Po burzliwych tygodniach kampanii i emocjonującej drugiej turze wyborów prezydenckich 2025, oczy całego kraju ponownie zwrócone są na Sąd Najwyższy. To właśnie tam, 1 lipca o godzinie 13:00, zapadnie decyzja, która oficjalnie zakończy – lub nie – wyborczą batalię. W grze nie są już tylko liczby. Chodzi o legitymację najwyższego urzędu w państwie.

Karol Nawrocki, który w drugiej turze zdobył 50,89% głosów, teoretycznie wygrał. Praktycznie – wciąż czeka. Ponad 50 tysięcy protestów z całej Polski trafiło do Sądu Najwyższego. Zarejestrowano ponad 10 tysięcy z nich. To skala, jakiej jeszcze nie widzieliśmy w najnowszej historii wyborów prezydenckich. I choć tylko trzy z protestów uznano za zasadne (bez wpływu na wynik), zlecono też przeliczenie głosów w wybranych komisjach. Ostrożność? Tak. Ale też wyraźny sygnał: nic nie zostanie przemilczane.

Nieprzypadkowo SN postanowił przeprowadzić posiedzenie w sprawie ważności wyborów w formule jawnej. 1 lipca o godzinie 13:00, sala A – to będzie nie tylko moment decyzji, ale i demonstracja przejrzystości. Demokracja nie działa za zamkniętymi drzwiami. Tego dnia każdy obywatel będzie mógł symbolicznie „uczestniczyć” w tym rozstrzygnięciu.

Jak podano, rozpoznanie wyborów nastąpi w pełnym składzie Izby Kontroli Nadzwyczajnej i Spraw Publicznych – dokładnie tak, jak przewiduje Konstytucja.
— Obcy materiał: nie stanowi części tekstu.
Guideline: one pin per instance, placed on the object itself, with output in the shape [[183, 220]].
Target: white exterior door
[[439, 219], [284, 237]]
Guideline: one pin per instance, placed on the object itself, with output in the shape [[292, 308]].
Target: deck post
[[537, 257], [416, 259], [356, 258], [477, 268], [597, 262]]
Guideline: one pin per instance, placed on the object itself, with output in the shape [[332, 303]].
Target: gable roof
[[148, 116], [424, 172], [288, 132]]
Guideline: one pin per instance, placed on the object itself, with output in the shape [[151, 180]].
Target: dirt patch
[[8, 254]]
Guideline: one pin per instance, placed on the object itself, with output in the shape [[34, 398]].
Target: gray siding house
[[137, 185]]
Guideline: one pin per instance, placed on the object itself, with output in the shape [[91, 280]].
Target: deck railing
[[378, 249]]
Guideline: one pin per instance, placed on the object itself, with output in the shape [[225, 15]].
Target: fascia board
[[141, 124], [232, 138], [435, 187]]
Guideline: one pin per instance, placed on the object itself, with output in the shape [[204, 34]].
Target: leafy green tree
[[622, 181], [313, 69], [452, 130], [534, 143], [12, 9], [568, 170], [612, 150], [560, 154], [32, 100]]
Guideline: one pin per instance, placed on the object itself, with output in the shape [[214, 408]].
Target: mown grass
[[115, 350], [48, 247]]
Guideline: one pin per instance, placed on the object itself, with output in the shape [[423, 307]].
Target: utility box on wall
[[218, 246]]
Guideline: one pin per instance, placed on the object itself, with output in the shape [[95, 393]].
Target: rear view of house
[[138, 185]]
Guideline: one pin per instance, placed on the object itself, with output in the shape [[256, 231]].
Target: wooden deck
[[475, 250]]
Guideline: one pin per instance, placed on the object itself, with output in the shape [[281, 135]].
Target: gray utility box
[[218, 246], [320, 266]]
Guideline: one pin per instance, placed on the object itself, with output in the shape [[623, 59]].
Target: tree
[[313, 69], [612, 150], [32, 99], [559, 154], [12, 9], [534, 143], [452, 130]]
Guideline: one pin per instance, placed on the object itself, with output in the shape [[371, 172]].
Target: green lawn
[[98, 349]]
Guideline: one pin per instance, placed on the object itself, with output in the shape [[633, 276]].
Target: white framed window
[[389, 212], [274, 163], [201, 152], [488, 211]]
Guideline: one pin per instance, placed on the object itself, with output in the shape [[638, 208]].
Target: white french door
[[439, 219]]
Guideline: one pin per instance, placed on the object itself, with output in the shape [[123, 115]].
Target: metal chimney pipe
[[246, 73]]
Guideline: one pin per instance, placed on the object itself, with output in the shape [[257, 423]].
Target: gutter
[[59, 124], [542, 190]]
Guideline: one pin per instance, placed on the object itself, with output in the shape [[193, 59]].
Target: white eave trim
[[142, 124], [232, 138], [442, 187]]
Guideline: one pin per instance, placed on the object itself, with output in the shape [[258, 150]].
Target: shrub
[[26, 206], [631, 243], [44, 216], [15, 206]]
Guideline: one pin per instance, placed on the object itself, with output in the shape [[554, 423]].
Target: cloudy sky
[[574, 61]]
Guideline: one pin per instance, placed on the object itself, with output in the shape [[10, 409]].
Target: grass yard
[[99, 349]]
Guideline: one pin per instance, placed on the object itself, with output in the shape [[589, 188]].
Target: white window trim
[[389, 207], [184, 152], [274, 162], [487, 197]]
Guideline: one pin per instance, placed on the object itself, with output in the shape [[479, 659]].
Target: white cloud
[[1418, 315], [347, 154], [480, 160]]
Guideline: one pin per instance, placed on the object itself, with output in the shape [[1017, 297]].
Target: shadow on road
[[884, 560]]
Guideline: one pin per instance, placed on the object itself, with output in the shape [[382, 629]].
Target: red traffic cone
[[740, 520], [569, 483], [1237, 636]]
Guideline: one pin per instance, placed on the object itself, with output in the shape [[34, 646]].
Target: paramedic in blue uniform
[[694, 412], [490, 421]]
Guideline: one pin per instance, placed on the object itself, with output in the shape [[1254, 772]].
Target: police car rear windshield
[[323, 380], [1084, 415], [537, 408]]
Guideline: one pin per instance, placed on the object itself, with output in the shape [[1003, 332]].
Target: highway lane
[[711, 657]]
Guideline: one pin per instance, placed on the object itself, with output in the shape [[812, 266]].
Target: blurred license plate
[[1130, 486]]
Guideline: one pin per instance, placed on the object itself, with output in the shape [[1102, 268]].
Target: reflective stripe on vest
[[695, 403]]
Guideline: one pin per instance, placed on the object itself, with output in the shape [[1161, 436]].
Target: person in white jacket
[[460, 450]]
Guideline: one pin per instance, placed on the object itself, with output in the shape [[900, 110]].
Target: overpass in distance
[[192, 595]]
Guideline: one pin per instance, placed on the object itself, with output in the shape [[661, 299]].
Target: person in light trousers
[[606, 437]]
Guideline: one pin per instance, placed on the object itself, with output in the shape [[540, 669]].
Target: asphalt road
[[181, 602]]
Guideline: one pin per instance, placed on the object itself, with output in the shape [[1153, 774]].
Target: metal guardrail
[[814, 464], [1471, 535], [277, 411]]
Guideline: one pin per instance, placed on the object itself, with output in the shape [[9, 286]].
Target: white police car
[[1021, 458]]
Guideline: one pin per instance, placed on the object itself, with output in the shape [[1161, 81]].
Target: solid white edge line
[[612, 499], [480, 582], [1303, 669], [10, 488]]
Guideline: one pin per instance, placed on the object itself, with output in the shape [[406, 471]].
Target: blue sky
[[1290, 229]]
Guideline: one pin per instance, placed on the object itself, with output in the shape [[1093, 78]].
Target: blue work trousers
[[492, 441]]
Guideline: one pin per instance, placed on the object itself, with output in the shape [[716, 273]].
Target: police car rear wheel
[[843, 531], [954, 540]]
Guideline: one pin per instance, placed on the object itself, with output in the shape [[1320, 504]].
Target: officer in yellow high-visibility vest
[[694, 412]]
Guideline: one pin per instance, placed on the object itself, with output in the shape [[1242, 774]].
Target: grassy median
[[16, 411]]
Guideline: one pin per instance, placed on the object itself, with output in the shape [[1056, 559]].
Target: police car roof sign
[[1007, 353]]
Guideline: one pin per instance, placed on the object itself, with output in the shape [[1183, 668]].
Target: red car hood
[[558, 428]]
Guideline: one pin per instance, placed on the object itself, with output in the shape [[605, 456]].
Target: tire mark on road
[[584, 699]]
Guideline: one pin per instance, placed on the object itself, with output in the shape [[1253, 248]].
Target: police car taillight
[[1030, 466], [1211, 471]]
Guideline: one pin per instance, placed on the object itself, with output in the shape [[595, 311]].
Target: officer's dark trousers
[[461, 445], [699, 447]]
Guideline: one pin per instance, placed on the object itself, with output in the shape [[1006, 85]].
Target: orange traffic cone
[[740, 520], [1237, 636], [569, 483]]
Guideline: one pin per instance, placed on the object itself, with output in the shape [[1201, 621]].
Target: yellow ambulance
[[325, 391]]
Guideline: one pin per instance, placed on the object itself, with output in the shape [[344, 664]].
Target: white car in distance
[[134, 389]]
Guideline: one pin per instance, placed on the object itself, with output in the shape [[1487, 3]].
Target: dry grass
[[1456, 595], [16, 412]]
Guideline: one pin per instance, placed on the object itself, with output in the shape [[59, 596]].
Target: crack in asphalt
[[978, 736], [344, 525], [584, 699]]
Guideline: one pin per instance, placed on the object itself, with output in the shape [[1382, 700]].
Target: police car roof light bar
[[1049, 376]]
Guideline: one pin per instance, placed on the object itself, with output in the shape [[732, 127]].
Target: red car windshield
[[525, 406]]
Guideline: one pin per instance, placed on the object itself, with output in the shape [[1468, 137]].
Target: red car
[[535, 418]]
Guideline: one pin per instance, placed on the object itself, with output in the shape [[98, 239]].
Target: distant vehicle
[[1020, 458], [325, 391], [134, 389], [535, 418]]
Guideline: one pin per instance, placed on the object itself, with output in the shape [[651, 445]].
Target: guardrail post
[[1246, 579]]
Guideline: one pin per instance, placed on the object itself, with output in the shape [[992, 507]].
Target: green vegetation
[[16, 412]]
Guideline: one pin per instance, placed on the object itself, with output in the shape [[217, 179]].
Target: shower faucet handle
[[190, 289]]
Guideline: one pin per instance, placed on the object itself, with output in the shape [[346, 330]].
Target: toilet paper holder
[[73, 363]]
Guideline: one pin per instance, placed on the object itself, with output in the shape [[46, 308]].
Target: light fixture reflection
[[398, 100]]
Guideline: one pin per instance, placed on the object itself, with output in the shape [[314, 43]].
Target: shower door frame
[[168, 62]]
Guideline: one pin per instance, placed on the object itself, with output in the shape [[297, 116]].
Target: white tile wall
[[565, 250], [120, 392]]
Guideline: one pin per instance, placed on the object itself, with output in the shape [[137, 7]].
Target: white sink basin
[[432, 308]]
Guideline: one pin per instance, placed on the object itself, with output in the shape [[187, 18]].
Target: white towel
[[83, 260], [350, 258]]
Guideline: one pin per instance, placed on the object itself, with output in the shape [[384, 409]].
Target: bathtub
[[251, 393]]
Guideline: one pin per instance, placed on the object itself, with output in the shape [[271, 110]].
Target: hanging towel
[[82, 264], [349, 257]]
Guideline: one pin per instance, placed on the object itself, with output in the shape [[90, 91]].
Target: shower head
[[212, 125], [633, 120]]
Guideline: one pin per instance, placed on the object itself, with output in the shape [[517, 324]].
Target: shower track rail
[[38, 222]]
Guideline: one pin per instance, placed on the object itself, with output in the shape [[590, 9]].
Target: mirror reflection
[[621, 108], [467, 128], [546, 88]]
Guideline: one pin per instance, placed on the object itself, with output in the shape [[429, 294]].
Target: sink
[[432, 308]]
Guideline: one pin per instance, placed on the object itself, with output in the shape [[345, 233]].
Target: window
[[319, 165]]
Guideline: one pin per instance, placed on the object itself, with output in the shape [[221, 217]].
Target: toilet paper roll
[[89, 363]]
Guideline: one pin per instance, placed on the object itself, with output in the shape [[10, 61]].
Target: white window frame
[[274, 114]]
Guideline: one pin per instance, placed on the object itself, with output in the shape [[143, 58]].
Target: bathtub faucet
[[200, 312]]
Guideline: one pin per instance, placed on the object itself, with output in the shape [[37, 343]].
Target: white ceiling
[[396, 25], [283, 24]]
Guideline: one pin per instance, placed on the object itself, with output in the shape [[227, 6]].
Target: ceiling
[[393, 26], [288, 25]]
Choć większość obserwatorów nie spodziewa się unieważnienia wyniku, to procedury nie są formalnością. Stawką jest wiarygodność systemu wyborczego i polityczna stabilność kraju. W przeszłości w podobnych sytuacjach decyzja Sądu Najwyższego była formalnym potwierdzeniem wyniku. Tym razem jednak presja jest większa, skala protestów bezprecedensowa, a społeczna temperatura – wysoka.

Jeśli decyzja SN będzie pozytywna, Karol Nawrocki będzie mógł wreszcie przyjąć oficjalny mandat. Wtedy dopiero – po wielu tygodniach niepewności – rozpocznie się nowy rozdział polskiej prezydentury. Do tego czasu – żadnych oficjalnych toastów, żadnych zmian w Pałacu. Tylko cisza przed decyzją.